Well, speaking of fragility and the state of markets in 2018, Algebris’s Alberto Gallo is out with a new note called “The Age Of Fragility” and it’s pretty interesting to the extent it underscores everything said above.

He begins by noting that while everyone assumed the “synchronous global growth” narrative that, along with “still subdued inflation”, underpinned the low vol. regime in 2017 would shift in favor of a U.S. centric story, no one was prepared for global growth ex-U.S. to flatline. He also notes that as the policy divergence theme reasserts itself (in the process moving rate differentials in favor of the dollar), the first dominos are starting to tip.

“At the beginning of the year, we prepared for an environment of benign divergence, where the distribution of global growth would become increasingly skewed in favour of the US, yet still remain positive elsewhere,” Gallo writes, before cautioning that “today, this is worth reconsidering.”

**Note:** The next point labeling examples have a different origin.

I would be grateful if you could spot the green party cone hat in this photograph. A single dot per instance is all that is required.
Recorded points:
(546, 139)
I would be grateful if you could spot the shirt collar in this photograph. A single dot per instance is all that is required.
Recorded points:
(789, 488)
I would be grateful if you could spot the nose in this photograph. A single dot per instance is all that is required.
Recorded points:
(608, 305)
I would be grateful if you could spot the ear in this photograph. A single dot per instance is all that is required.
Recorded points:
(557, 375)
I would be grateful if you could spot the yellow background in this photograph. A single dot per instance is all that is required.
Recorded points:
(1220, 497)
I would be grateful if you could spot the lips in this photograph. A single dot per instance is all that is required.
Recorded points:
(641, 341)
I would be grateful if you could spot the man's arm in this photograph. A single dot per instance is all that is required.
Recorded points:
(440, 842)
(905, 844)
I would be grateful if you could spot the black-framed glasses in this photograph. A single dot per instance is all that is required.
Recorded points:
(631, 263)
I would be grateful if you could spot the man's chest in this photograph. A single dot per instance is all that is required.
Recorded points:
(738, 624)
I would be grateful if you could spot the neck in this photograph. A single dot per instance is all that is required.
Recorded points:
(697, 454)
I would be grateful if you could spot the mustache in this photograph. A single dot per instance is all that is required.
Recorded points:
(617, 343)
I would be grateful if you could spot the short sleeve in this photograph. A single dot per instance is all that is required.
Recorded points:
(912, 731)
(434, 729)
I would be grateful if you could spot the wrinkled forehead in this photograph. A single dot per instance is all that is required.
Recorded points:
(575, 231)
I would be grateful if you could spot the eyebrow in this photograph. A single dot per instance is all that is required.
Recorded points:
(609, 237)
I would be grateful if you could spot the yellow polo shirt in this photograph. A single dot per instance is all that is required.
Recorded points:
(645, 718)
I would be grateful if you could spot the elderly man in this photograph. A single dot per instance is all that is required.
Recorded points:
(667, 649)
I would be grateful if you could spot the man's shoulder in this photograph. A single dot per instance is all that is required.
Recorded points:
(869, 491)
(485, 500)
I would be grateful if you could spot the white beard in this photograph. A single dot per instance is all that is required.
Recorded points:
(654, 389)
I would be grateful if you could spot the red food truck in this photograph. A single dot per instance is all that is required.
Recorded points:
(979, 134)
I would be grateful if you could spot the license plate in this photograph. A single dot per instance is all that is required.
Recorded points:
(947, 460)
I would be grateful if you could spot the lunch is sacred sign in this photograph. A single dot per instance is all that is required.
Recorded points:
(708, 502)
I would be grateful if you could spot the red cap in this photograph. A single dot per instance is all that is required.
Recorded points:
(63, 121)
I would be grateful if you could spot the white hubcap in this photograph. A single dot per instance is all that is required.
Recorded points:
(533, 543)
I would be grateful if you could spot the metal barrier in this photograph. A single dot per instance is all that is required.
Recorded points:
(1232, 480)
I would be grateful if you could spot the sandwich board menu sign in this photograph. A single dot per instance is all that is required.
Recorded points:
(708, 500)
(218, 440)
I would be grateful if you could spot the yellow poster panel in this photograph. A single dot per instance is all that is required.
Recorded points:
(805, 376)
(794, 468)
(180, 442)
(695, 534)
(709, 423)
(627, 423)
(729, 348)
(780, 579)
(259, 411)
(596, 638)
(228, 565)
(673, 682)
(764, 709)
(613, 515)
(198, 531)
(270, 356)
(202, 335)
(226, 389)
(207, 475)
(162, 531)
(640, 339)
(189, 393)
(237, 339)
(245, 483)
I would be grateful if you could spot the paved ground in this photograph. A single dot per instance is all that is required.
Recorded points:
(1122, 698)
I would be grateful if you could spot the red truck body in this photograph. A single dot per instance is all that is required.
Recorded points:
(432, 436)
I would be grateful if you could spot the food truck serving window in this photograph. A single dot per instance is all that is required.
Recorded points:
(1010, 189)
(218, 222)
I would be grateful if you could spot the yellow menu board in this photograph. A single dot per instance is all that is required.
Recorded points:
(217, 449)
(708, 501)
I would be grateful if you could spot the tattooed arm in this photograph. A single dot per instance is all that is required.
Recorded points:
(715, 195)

He moves on to note what myriad folks have recently pointed out, namely that historically speaking, Fed tightenings have “coincided with unwind of carry trades and bursting of financial asset bubbles”:

Gallo1

But this time may indeed be different (i.e., worse) for a number reasons. Here’s Gallo:

That said, there are peculiar characteristics which make this tightening cycle different from others: asset overvaluation, rising wealth inequality and misallocation of resources resulting from persistent low/negative interest rates.

When he moves to discuss why markets are more fragile, the usual suspects are lined up.

Simply put: modern market structure is risky and the fact that the post-crisis regulatory regime has made banks more reluctant to lend their balance sheets only makes the situation more dicey:

With asset prices influenced by central bank demand and investors accustomed to ten years of extraordinary stimulus, we have evidence of increased fragility. One area of fragility is trading liquidity in equity and bond markets, which has become scarcer as asset managers have taken higher risks and banks have re-trenched due to tighter regulation. Since 2007, equity and bond markets have experienced at least eight flash crashes. While the median level of volatility is lower than the pre-QE period, the magnitude of volatility shocks is larger. Put differently, markets are alternating between longer periods of calm and sharper, more sudden shocks. Adding to the lack of trading liquidity and polarisation of volatility shocks are passive and quantitative-driven trading flows, which now account for over half of all equity trading flows, and which can also exacerbate downward moves. Scarce liquidity and herding both act as feedback loops, amplifying shocks in what H. Minsky first described as financial fragility.

Gallo2

As a reminder, here’s how the market share for algos has grown (this underscores the bolded points above):

GSHFT

There’s a ton more in Gallo’s full note, but as far as what Algebris is doing to mitigate risk, here are the four ways in which they have “gradually shifted their portfolio construction”:

  1. Better liquidity. We have reduced the amount invested in cash bonds and substituted derivatives, including credit default swaps, as a tactical long (or short) instrument.
  2. Barbell strategies and dry powder. We have increased the amount of liquid ‘dry powder’ instruments, creating a barbell between risky and risk-free assets.
  3. Shorts. We have increased our directional shorts vs. what we think are some of the weakest firms and economies. We think Emerging Market debt remains vulnerable to a repricing, particularly in Brazil and Mexico, both of which face elections this year. Triple-B rated corporate bonds which have benefited from ECB purchases may also widen.
  4. Tail hedges. We have increased the amount of hedges for bigger tail events, using convex instruments like mezzanine tranches or options contingent on a change in correlation regime, for example between currency and equities, or between equities and interest rates.

Take all of that for what it’s worth, but the overarching point is that things are changing and the benign narrative around central bank normalization seems to be giving way to something less, well, less benign.

Market structure risks aren’t doing anything to assuage the concerns of those who are worried.